A second assault just months later was even more upsetting: She had just finished cutting the shirt off a drunken patient and was helping him into his hospital gown when he groped her.
Violence against nurses and other medical professionals appears to be increasing around the country as the number of drug addicts, alcoholics and psychiatric patients showing up at emergency rooms climbs.
Nurses have responded, in part, by seeking tougher criminal penalties for assaults against health-care workers.
Visits to ERs for drug- and alcohol-related incidents climbed from about 1.6 million in 2005 to nearly 2 million in 2008, according to the federal Substance Abuse and Mental Health Services Administration. From 2006 to 2008, the number of those visits resulting in violence jumped from 16,277 to 21,406, the agency said.

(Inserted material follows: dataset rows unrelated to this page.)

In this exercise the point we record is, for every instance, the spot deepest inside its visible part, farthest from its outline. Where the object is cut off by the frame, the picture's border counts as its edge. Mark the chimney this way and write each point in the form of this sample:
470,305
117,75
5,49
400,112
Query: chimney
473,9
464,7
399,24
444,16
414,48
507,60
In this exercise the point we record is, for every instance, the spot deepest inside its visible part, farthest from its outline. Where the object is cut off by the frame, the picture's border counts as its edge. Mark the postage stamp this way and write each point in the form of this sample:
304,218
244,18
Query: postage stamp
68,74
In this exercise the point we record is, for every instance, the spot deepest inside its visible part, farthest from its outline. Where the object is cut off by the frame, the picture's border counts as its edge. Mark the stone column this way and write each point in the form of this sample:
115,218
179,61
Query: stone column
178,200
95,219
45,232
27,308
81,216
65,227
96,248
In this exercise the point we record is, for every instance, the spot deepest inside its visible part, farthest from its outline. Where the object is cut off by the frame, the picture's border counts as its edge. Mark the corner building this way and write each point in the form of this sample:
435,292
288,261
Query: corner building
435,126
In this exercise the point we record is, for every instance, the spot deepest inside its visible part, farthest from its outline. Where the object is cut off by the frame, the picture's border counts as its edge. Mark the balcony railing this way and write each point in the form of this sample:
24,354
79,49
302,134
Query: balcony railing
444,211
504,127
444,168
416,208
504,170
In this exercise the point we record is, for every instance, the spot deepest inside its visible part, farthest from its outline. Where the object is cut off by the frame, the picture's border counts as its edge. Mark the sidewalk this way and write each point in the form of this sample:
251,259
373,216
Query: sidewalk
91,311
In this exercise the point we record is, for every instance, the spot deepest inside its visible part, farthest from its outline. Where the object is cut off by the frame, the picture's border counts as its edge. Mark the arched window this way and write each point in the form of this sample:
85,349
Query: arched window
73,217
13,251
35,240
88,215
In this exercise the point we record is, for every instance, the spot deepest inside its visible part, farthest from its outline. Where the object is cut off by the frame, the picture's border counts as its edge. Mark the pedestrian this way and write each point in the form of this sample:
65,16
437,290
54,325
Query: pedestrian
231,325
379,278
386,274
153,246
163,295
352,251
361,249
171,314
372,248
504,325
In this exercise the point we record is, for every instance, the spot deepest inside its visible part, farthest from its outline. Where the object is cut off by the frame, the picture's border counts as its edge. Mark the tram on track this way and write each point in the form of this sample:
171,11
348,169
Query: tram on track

Nurses and experts in mental health and addiction say the problem has been getting worse since then because of the downturn in the economy, as cash-strapped states close state hospitals, cut mental-health jobs, eliminate addiction programs and curtail other services.
The American College of Emergency Physicians has recommended safety measures, including 24-hour security guards, coded ID badges, bulletproof glass and “panic buttons” for medical staff to push.